Could California use a Prop. 1 for fire prevention?

A collaborative effort led to the overwhelming passage of the 2014 water bond.

Two years ago when the Carr Fire encroached on Redding, my wife and I were among the 38,000 residents to flee the city late one July evening. Our home wasn’t burned, but as is becoming an annual occurrence, many homes – and some lives – were lost.

At the time, I suggested in a column that California consider repeating the collaborative effort that led to the passage of 2014’s Proposition 1, the $7.5 billion water bond, but only this time focus on wildfire prevention. That year, the Legislature voted nearly unanimously to place the measure on the ballot, and it was supported by then-Gov. Jerry Brown, leading politicians and a wide array of organizations, including farm groups.

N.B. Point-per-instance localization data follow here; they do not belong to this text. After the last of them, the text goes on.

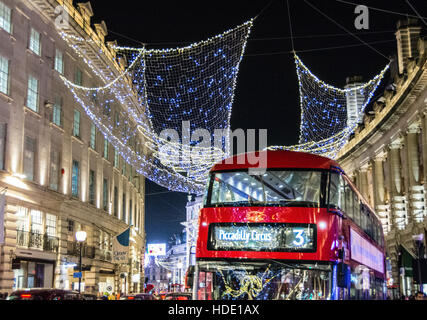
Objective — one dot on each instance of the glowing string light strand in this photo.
(156, 91)
(329, 115)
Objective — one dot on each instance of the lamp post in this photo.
(80, 237)
(418, 239)
(179, 266)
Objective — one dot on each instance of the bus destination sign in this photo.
(262, 237)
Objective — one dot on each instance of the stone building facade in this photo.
(387, 155)
(61, 174)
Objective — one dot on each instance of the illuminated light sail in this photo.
(325, 125)
(159, 90)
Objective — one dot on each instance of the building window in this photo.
(4, 75)
(78, 77)
(3, 127)
(29, 157)
(59, 61)
(76, 125)
(105, 148)
(35, 42)
(116, 201)
(56, 112)
(92, 136)
(36, 222)
(124, 207)
(5, 18)
(50, 225)
(54, 169)
(92, 187)
(105, 195)
(75, 179)
(33, 94)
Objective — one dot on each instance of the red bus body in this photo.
(332, 230)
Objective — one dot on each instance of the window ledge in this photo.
(93, 150)
(35, 55)
(32, 112)
(53, 125)
(77, 139)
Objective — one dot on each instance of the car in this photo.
(44, 294)
(179, 296)
(138, 296)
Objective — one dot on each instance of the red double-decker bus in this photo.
(297, 230)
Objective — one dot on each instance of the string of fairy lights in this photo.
(157, 92)
(151, 106)
(329, 115)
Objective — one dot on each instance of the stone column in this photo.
(61, 269)
(370, 182)
(7, 249)
(416, 189)
(364, 188)
(399, 212)
(381, 207)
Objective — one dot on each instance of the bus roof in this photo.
(275, 159)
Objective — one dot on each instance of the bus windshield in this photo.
(273, 188)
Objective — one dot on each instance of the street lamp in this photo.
(418, 239)
(179, 265)
(80, 237)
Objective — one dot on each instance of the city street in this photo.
(235, 150)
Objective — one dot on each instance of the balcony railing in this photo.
(34, 240)
(73, 248)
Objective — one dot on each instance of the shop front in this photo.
(32, 273)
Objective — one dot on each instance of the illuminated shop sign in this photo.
(262, 237)
(156, 249)
(364, 252)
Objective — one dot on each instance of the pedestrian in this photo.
(419, 296)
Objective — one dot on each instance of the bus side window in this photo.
(336, 192)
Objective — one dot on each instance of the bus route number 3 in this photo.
(299, 237)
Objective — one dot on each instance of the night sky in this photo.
(266, 96)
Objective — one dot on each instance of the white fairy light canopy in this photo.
(161, 91)
(329, 115)
(144, 93)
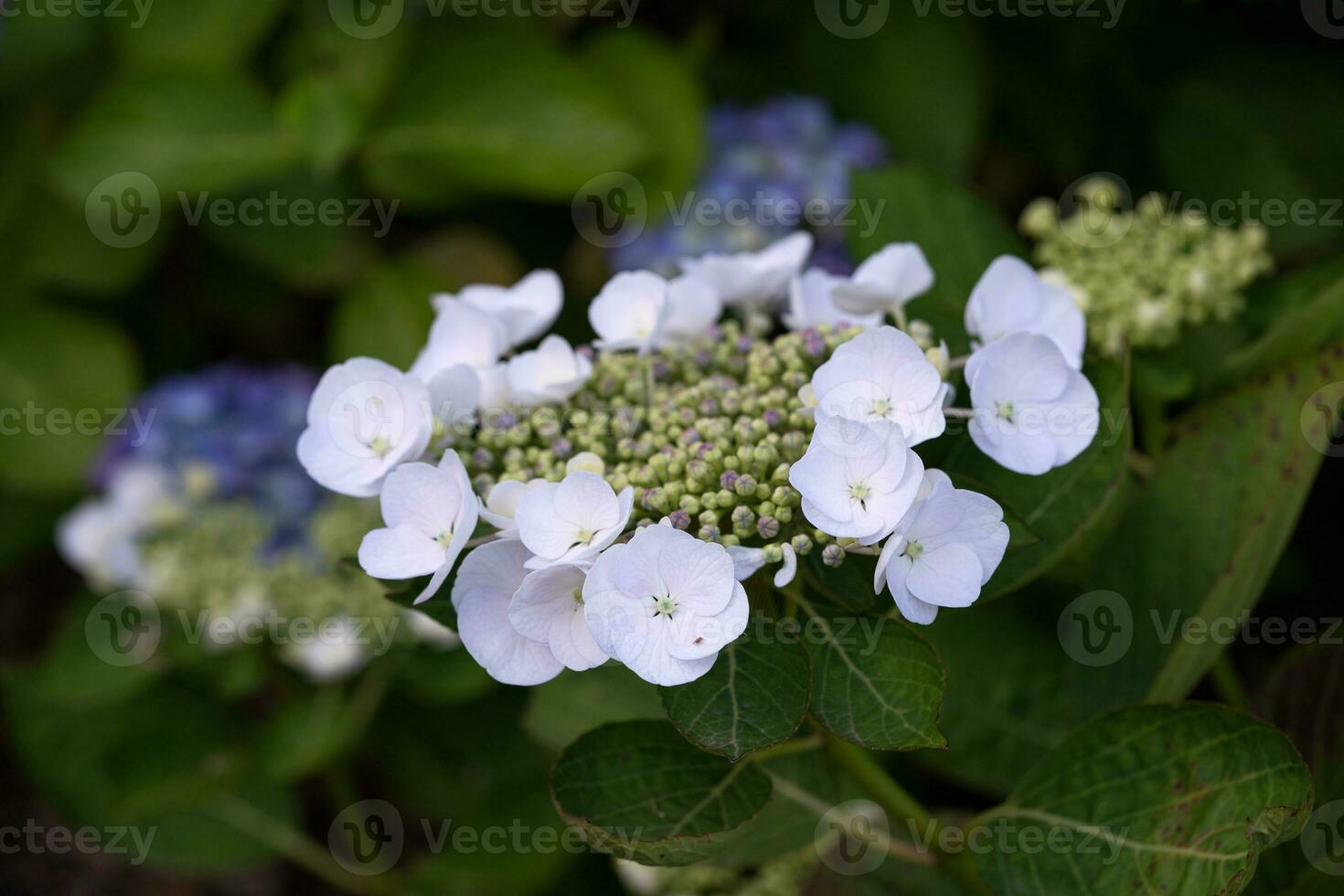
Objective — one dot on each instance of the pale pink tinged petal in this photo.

About two-thirds of California voters approved Proposition 1, which included $2.7 billion for water storage, $1.4 billion for water quality projects, $1.5 billion for watershed protection and $395 million for flood protection. The state was in the third year of what would be a historic five-year drought, and voters and politicians saw the need for solutions. It may have been the biggest accomplishment in four terms as governor for Brown, who mustered the political will among his contemporaries to get it done.

One wonders if the now-annual summer and fall images of orange, smoky skies and burned-out homes and businesses will generate a similar political will among residents and politicians who, less than a decade ago, were persuaded to “make water conservation a way of life.”

Californians will vote to tax themselves if they see a legitimate purpose and use, as proven by not only Prop. 1 but by Brown’s 2012 sales tax increase and by voters’ upholding of a gasoline tax increase in 2018.

How large a bond should the state seek, and what would it pay for? That would be determined in negotiations, as were provisions of the water bond. A big component would necessarily be to replenish the fire prevention activities of agencies whose budgets have been eaten away by the skyrocketing cost of suppression.

There are already lots of ideas for solutions floating around amid all the smoke. In media interviews in recent weeks, University of California scientists have said that wildfires’ growing intensity has largely been the result of a century of fire suppression. They suggest dealing with the millions of dead trees fueling the unprecedented firestorms in the Sierra Nevada, and clearing away underbrush through better use of prescribed burns and livestock grazing.

Unfortunately, discussions about wildfires often devolve into political fights over whether to blame climate change or forest mismanagement for the devastation. But even if we were to somehow eliminate all carbon emissions, if decades of growth on forest floors is struck by lightning, it’ll still burn hot. That’s a fact that even a climate warrior like Newsom understands.

“There’s no question … that we have not done justice on our forest management,” he said on Monday during a briefing with President Donald Trump. “I don’t think anyone disputes that.”

So could a bond measure be an answer? Let the negotiations begin.